= Bert Kloezeman =

Canadian artist (1921–1987)

Gijsbertus Bert Kloezeman (born July 16, 1921, in Ipoh, Malaysia, died March 22, 1987) was a painter and art educator in Canada. Bert was the second of four sons, (Jan, Bert, Frits, Ben) all of whom became artists in their own right.

==Career==
After completing his studies in The Royal Academy of Fine Arts in The Hague, Netherlands he decided to move to Canada with his family, in 1952. He taught History of Art and Oil Painting in Woodstock, Ontario, and contributed to establish the Oxford County Art Association. Later he moved to London, Ontario where he joined the Faculty Staff of the Beal Art School where he taught Printmaking, Oil and Acrylic Painting to many Canadian and foreign students for many decades.
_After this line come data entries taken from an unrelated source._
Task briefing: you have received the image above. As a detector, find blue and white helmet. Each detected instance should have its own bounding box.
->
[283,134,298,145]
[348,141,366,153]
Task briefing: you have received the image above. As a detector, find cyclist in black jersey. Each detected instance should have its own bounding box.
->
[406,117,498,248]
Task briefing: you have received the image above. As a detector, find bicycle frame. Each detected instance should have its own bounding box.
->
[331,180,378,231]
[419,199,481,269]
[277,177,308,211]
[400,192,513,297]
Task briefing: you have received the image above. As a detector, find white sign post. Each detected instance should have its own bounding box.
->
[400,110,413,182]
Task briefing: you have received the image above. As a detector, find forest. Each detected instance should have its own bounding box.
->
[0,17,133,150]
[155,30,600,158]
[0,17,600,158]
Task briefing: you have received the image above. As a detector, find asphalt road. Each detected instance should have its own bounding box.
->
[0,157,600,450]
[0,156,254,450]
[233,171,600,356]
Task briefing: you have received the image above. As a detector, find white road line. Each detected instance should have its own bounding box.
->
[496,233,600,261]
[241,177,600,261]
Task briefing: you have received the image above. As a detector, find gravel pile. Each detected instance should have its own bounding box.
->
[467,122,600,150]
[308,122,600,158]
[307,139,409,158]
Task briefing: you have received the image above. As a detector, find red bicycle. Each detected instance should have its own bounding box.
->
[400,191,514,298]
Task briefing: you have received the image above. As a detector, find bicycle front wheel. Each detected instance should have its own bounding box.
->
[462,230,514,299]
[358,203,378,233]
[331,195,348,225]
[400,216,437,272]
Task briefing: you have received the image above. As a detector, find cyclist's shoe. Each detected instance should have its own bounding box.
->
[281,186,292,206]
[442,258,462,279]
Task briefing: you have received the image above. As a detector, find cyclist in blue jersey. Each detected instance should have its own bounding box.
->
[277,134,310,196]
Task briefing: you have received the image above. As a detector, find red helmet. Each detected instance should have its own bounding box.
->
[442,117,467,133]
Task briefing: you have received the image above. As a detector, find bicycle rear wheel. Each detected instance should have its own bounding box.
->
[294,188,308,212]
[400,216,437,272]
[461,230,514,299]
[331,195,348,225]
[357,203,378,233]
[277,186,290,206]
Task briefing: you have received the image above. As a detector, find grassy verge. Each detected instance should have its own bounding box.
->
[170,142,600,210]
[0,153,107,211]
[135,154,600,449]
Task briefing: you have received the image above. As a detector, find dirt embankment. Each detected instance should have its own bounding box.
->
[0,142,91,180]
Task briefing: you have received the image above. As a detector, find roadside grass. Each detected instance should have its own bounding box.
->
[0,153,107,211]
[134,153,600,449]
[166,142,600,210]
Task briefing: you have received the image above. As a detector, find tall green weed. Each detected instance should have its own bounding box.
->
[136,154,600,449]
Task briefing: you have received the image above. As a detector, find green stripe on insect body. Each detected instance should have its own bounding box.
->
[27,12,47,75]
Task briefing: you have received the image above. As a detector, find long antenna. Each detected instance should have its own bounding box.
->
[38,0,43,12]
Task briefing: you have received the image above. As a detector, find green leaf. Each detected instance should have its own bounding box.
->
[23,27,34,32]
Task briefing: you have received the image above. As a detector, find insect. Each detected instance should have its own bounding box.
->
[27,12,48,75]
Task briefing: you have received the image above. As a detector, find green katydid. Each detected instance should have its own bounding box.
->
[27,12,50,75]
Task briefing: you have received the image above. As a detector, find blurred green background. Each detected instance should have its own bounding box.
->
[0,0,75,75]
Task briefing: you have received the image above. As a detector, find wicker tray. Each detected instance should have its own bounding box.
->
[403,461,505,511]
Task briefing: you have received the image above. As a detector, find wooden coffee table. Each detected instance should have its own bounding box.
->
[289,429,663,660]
One of his superior traits as an instructor was his gentle ability to inspire his students to develop their own creativity and potential for self-criticism. While at Beal Art School he also had a period of intense and prolific creativity and had many exhibitions of his art work which included printmaking, chalk pastel and charcoal drawings, and watercolours, . In these art works he portrays still life, landscape and portraits not only from his country but also on many features of Canadian life. He was a member of the Nancy Poole Gallery in London and Toronto and then the Thielsen Gallery in London Ontario.